Father Martin, whose new book, Building a Bridge: The Catholic Church and the LGBT Community (HarperOne, 2017), was the inspiration for the discussion, called a bridge an appropriate metaphor for the issue: Both sides need to take steps forward that might rankle them, and reaching the middle is “going to take tolls.”
But even tolls, said Hornbeck, are not always equally distributed; he used the metaphor of the one-sided tolling on New York metropolitan area bridges.
Hornbeck said, and Father Martin agreed, that LGBT Catholics are much more aware of church rules than the average Catholic, because they’re on the defense.
“These are human beings … with committed beliefs. But it’s that unequal toll that we have to wrestle with,” said Hornbeck, who is gay.
Imperatori-Lee said that “when you live on the margin, the margin is your business.” One reason for LGBT marginalization is the language of the catechism, she said.
In his new book, Father Martin suggests that the Catholic Church examine the expression “intrinsic disorder,” used to describe homosexuality in the catechism.

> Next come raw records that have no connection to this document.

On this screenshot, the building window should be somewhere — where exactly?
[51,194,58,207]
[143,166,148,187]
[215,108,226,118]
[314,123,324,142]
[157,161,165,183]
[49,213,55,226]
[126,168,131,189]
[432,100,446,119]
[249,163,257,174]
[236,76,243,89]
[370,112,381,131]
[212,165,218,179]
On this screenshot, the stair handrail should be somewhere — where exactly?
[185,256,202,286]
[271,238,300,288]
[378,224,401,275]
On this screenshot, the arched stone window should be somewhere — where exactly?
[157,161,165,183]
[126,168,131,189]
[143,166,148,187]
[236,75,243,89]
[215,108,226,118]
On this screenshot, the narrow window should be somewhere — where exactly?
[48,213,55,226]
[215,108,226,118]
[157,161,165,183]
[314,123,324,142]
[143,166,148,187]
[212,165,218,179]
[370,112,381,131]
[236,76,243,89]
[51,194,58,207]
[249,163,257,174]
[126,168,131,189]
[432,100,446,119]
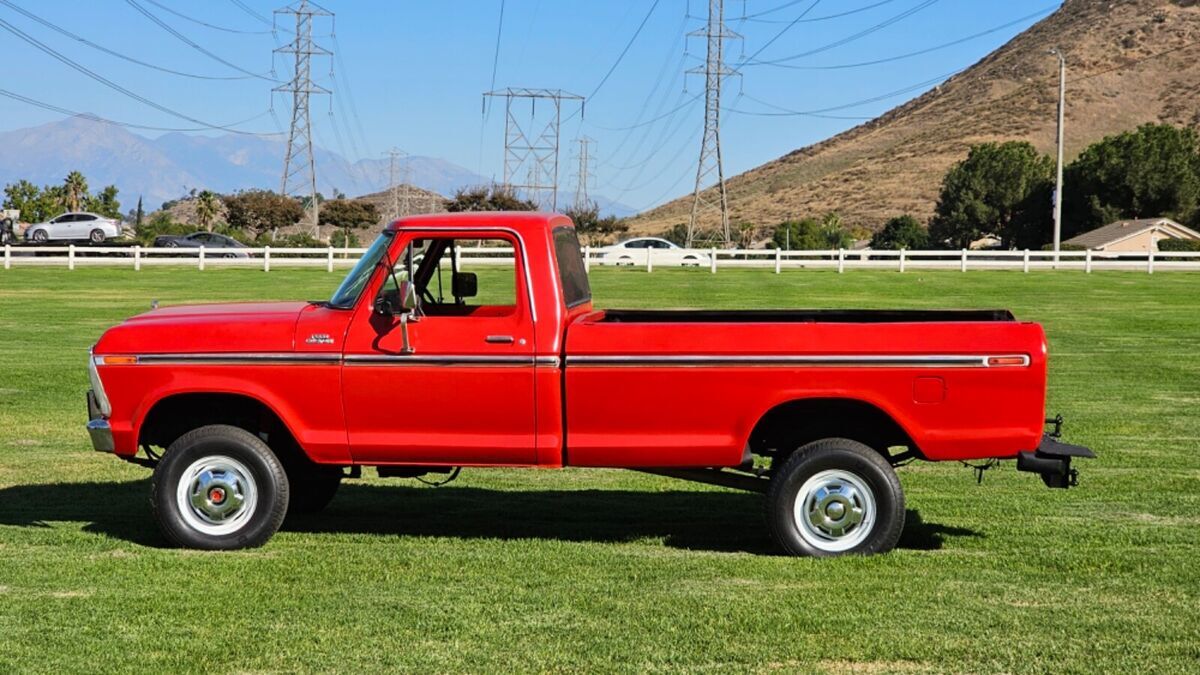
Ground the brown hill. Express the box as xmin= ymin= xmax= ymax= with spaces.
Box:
xmin=630 ymin=0 xmax=1200 ymax=233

“As I unpack these virtues of respect, compassion, and sensitivity—which came from the catechism—sensitivity means sensitivity to a person’s feelings and sensitivity to the language you use,” said Father Martin. “There is no other phrase that I know [more]than ‘objectively disordered’ and ‘intrinsically disordered,’ which refers to sexual orientation, . . . that has made LGBT people feel so less-than, so subhuman.”
He relayed the story of a mother of a gay son who once asked him, “Do they understand what that kind of language can do to a 13-year-old boy? It can destroy him.”

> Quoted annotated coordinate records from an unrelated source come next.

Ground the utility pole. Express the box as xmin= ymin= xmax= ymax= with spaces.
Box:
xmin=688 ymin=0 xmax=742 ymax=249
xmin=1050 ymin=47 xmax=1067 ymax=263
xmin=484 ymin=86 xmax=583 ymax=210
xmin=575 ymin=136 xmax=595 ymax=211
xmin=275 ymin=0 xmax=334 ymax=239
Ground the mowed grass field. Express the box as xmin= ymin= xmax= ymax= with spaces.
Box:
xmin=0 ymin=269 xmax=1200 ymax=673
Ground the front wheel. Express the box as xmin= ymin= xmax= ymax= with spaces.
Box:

Father Martin said that Pope Francis understood the issue when he convened the Synod of Bishops on the family in 2016. That convocation innately raised all sorts of issues relating to sexuality—from divorced and remarried Catholics to homosexuality. As part of the convocation, the pope asked the bishops to survey their parishioners, and many concluded that it was time to start setting stigmatizing language aside. Father Martin suggested an intermediate change, “differently ordered.”

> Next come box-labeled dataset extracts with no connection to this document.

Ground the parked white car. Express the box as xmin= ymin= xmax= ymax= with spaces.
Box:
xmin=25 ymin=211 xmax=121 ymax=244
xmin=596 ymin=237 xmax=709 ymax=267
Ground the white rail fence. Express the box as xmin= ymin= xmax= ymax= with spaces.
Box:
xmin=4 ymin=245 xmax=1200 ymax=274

“That language, which is highly philosophical and theological, is nonetheless needlessly hurtful,” he said. “If the Catholic Church really wants to be serious about speaking to people, they have to be attentive to the language they use.”
When Jesus spoke to the people of his time, Father Martin said, he physically went to where they lived and spoke in language that they would relate to. When in Capernaum to call Peter, Andrew, James, and John to be his apostles, Jesus didn’t use the language of a carpenter from Nazareth; he used the language of a fishermen.
“He doesn’t say ‘Let us lay down the foundations of God’s reign.’ That’s what a carpenter would say. He says to the two fishermen, ‘Come after me and I will make you fish for people,’” said Father Martin. “So, if the church wants to really speak to and welcome LGBT people, it must be attentive to the language of the catechism.”